199. DU MARQUIS D'ARGENS.

Berlin, 12 novembre 1761.



Sire,

Je prends la liberté d'envoyer à Votre Majesté le livre dont j'ai eu l'honneur de lui parler dans ma dernière lettre. Que le grec et le latin que V. M. verra dans cet ouvrage ne la dégoûtent pas; je lui dirai que cela ne doit point embarrasser ceux qui n'entendent pas ces langues; tous les passages cités sont fidèlement traduits, et le sens est toujours lié, indépendamment des citations grecques et latines. On peut lire cet ouvrage en français sans trouver aucune interruption, et avec la même facilité que s'il n'y avait ni grec ni latin.

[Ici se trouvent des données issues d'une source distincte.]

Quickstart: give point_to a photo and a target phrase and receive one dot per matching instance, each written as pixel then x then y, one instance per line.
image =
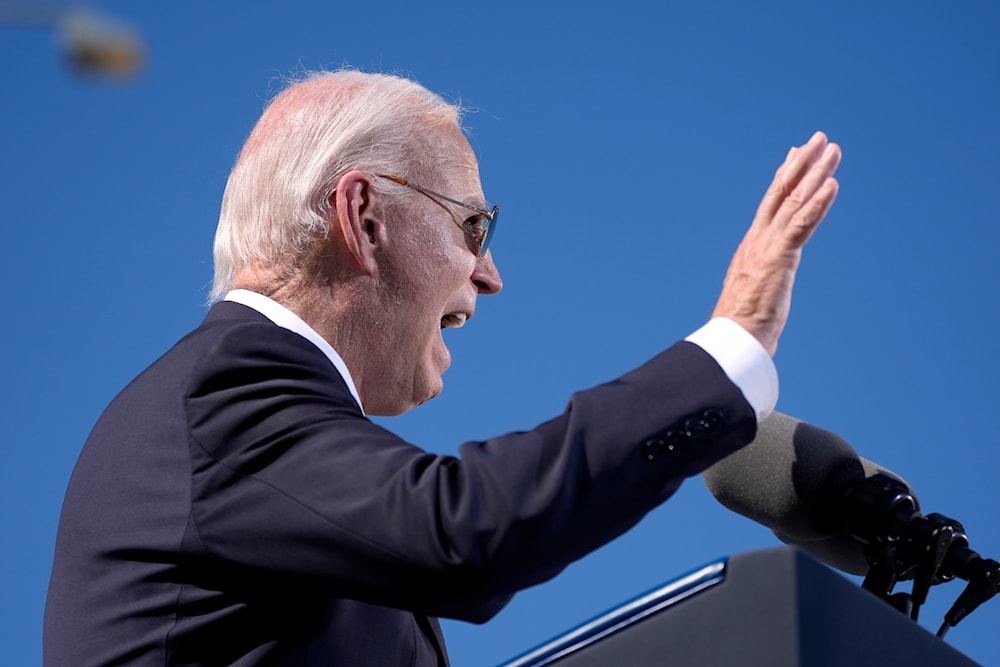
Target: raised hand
pixel 757 292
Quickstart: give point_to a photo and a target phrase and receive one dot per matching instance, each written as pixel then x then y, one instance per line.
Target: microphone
pixel 793 478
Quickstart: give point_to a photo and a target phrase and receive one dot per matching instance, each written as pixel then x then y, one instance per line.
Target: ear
pixel 358 218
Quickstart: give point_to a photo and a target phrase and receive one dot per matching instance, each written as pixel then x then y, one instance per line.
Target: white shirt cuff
pixel 743 359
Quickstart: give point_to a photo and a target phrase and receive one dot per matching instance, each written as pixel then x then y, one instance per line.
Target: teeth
pixel 453 321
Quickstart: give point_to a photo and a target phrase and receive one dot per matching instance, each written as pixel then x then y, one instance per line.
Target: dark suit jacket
pixel 233 506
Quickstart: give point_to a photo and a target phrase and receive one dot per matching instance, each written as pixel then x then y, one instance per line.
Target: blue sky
pixel 628 144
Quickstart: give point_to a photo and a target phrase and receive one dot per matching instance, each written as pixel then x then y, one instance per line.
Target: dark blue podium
pixel 774 608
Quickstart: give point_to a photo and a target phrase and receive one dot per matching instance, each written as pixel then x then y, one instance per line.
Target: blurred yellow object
pixel 93 43
pixel 97 44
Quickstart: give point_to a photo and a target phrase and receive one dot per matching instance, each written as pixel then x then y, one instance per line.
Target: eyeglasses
pixel 479 229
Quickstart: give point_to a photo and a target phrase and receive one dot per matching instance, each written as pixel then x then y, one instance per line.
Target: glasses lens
pixel 491 227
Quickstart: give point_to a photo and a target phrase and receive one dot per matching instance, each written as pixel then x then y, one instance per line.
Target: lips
pixel 453 320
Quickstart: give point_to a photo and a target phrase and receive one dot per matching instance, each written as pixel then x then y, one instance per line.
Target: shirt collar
pixel 286 319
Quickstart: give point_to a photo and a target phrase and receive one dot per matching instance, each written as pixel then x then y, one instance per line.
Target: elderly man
pixel 234 505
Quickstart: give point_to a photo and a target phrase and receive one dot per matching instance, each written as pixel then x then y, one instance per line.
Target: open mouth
pixel 453 320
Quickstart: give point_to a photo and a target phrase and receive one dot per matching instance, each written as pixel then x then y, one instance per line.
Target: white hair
pixel 277 200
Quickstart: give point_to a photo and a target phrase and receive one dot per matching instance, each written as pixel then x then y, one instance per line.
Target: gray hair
pixel 277 200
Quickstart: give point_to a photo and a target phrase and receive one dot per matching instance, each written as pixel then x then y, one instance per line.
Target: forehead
pixel 455 166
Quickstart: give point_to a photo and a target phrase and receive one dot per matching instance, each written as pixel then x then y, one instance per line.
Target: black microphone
pixel 793 478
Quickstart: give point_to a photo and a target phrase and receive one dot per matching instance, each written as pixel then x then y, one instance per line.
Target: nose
pixel 486 276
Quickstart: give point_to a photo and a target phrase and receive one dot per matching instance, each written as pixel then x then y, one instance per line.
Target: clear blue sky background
pixel 628 143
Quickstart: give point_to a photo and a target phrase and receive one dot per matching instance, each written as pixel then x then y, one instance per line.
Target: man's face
pixel 431 279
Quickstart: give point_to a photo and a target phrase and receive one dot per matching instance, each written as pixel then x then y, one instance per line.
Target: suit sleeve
pixel 291 483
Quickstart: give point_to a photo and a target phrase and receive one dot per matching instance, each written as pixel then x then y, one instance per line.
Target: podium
pixel 774 608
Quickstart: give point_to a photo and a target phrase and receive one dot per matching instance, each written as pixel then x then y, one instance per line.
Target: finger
pixel 807 218
pixel 787 177
pixel 813 179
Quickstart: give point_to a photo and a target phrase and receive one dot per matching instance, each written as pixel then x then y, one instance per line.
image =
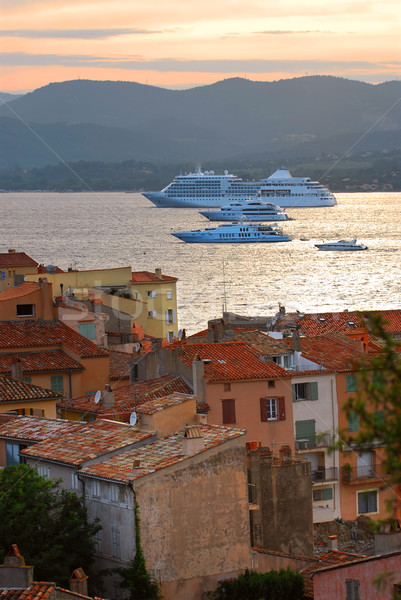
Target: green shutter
pixel 327 494
pixel 313 391
pixel 353 422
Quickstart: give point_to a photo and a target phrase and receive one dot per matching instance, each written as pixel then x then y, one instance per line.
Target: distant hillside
pixel 232 119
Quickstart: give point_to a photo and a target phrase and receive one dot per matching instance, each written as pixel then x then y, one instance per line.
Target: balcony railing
pixel 321 475
pixel 313 441
pixel 356 474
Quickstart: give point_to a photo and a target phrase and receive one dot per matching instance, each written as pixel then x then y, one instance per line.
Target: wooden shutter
pixel 281 408
pixel 263 409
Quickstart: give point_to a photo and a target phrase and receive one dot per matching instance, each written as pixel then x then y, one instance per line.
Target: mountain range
pixel 231 119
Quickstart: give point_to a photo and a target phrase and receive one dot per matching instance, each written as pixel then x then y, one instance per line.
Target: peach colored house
pixel 241 390
pixel 53 356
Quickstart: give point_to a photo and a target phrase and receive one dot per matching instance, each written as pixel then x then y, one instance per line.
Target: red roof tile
pixel 89 441
pixel 149 277
pixel 14 390
pixel 34 429
pixel 20 290
pixel 39 362
pixel 16 259
pixel 230 361
pixel 128 396
pixel 39 332
pixel 157 455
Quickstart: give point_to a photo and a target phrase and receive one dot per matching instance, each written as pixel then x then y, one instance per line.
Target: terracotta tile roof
pixel 20 290
pixel 16 259
pixel 119 364
pixel 89 441
pixel 334 351
pixel 332 557
pixel 149 277
pixel 39 362
pixel 14 390
pixel 36 591
pixel 153 406
pixel 157 455
pixel 318 323
pixel 231 361
pixel 126 397
pixel 34 429
pixel 39 332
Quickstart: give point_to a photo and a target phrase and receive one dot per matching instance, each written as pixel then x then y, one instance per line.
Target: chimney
pixel 192 441
pixel 333 542
pixel 198 374
pixel 108 397
pixel 16 370
pixel 79 582
pixel 14 574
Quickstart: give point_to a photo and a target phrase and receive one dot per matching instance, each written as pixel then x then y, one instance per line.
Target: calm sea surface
pixel 98 230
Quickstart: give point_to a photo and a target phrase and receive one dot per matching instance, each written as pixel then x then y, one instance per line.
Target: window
pixel 228 407
pixel 25 310
pixel 305 391
pixel 115 542
pixel 272 409
pixel 44 472
pixel 353 422
pixel 88 330
pixel 323 494
pixel 305 433
pixel 114 493
pixel 170 315
pixel 351 383
pixel 74 480
pixel 56 383
pixel 367 502
pixel 12 454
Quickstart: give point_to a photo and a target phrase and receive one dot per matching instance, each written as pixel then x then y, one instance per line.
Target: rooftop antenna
pixel 224 289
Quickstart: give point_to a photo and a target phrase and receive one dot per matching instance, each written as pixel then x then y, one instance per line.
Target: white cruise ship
pixel 207 190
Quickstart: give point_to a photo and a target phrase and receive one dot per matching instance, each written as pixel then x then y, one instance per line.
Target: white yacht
pixel 248 210
pixel 234 233
pixel 343 245
pixel 208 190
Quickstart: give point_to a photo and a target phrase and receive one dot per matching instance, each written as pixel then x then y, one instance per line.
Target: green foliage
pixel 378 402
pixel 135 578
pixel 48 524
pixel 251 585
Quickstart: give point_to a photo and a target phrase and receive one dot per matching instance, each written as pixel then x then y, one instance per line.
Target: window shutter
pixel 263 409
pixel 281 408
pixel 314 391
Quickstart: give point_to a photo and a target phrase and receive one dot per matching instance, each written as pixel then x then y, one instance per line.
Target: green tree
pixel 251 585
pixel 378 401
pixel 135 578
pixel 48 523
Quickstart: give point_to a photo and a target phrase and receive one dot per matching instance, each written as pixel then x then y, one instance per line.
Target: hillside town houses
pixel 228 440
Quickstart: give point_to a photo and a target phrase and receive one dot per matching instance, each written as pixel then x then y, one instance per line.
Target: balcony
pixel 313 441
pixel 323 475
pixel 363 473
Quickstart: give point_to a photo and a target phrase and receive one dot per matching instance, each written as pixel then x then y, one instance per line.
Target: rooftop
pixel 40 332
pixel 157 455
pixel 14 390
pixel 39 361
pixel 87 442
pixel 126 397
pixel 16 259
pixel 233 361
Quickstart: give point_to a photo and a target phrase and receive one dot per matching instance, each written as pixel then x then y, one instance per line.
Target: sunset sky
pixel 182 43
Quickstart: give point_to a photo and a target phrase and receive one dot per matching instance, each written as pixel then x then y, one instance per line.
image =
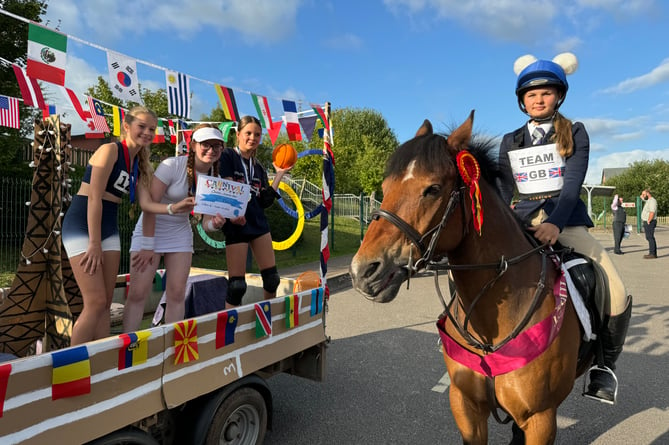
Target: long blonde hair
pixel 563 137
pixel 145 167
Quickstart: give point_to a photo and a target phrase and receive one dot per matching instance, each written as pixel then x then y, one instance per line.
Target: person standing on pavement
pixel 649 217
pixel 619 219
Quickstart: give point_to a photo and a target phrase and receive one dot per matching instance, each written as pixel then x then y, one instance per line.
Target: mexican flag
pixel 46 54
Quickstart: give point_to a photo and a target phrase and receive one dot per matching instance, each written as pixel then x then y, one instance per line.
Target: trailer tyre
pixel 241 419
pixel 126 436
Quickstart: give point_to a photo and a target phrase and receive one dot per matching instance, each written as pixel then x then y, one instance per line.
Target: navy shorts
pixel 75 227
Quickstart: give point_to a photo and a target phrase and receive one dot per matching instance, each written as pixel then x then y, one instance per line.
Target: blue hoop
pixel 317 211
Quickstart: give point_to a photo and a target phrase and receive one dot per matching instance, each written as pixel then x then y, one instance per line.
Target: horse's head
pixel 420 215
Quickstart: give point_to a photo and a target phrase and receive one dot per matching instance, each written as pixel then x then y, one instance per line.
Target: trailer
pixel 198 381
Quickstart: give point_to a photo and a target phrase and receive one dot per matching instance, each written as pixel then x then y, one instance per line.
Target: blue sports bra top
pixel 118 183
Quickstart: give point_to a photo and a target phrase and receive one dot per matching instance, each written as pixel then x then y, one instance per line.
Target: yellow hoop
pixel 292 239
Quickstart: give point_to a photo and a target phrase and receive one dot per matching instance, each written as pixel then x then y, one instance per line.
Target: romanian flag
pixel 316 301
pixel 321 115
pixel 118 114
pixel 5 370
pixel 263 319
pixel 262 108
pixel 228 102
pixel 226 324
pixel 71 373
pixel 135 349
pixel 292 123
pixel 292 310
pixel 185 341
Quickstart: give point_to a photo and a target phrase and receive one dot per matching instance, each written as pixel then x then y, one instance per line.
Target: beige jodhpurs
pixel 578 238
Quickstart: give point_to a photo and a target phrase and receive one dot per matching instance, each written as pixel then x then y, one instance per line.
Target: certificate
pixel 215 195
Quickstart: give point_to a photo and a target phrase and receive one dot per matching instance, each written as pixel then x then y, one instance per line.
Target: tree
pixel 641 175
pixel 13 44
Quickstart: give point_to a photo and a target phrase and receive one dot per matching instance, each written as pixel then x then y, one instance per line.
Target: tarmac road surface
pixel 386 381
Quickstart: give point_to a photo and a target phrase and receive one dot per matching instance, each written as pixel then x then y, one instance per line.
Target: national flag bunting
pixel 226 323
pixel 185 341
pixel 72 98
pixel 118 115
pixel 178 94
pixel 263 319
pixel 308 124
pixel 172 131
pixel 47 51
pixel 292 310
pixel 30 89
pixel 228 102
pixel 71 373
pixel 97 114
pixel 316 301
pixel 292 123
pixel 262 108
pixel 5 371
pixel 123 77
pixel 135 349
pixel 9 112
pixel 160 133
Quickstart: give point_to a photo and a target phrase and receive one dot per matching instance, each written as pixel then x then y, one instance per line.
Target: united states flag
pixel 178 94
pixel 9 112
pixel 556 172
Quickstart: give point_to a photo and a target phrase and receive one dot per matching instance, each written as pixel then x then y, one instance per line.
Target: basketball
pixel 307 280
pixel 284 156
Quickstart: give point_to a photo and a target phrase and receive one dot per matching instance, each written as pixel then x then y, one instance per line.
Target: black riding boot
pixel 603 384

J'ai tâché de prouver, et de prouver invinciblement dans cet ouvrage, que la morale des véritables philosophes épicuriens est infiniment meilleure que celle des théologiens; que toutes les prétendues raisons philosophiques par lesquelles ils prétendent expliquer la nature divine et celle de l'âme sont des ballons enflés de vent. J'ai admis les vérités de la religion, parce qu'elles étaient révélées; je rendrai bon compte de cette révélation dans ma traduction de Timée de Locres, et je la tirerai au clair. Mais, en détruisant tous les raison<296>nements des théologiens, il fallait, pour ne pas faire crier les fanatiques et les imbéciles, ne pas toucher à la frêle ressource de la révélation, et je m'en suis même servi avantageusement pour détruire toutes les objections philosophiques des dévots. J'ai déjà mandé à V. M. ce qui m'a fait entreprendre cet ouvrage; j'ai été indigné des libelles que les jansénistes répandent à l'envi les uns des autres contre les philosophes, et surtout contre ce qu'ils appellent la société prussienne. Le maussade et ridicule ouvrage intitulé L'Anti-Sans-Souci a achevé de me mettre de mauvaise humeur, et j'ai voulu une fois pour toutes démasquer un tas de faux dévots et de scribes mercenaires qui méritent d'être l'opprobre de tous les honnêtes gens. J'ai été obligé d'abandonner La Mettrie; c'est un enfant perdu qu'il m'a fallu sacrifier dans le combat. Mais, s'il est devenu une victime nécessaire, j'ai bien arrosé son tombeau du sang des théologiens, et j'espère qu'à l'avenir on ne dira plus, avec l'auteur des Nouvelles ecclésiastiques,296-a qu'on peut juger de la façon de penser du Philosophe de Sans-Souci et des gens de lettres qui l'approchent par les ouvrages du médecin La Mettrie.

Je n'ose me flatter que mon ouvrage puisse mériter l'estime de V. M.; je connais trop ses lumières et la faiblesse de mes talents. Mais enfin, en faveur de mon zèle pour la bonne cause, j'espère qu'elle sera indulgente, et qu'elle me pardonnera les défauts qu'elle n'apercevra que trop souvent dans mon livre. Ce qui peut m'arriver de plus heureux, c'est que vous me jugiez, Sire, non sur mon ouvrage, mais sur la volonté que j'ai eue en le faisant. J'ai l'honneur, etc.

P. S. Je prie V. M. de lire le Discours préliminaire pour prendre une idée d'Ocellus et de sa philosophie.


296-a Le journal intitulé Nouvelles ecclésiastiques, ou Mémoires pour servir à l'histoire de la constitution Unigenitus, parut à Paris, in-4, de 1713 à 1803.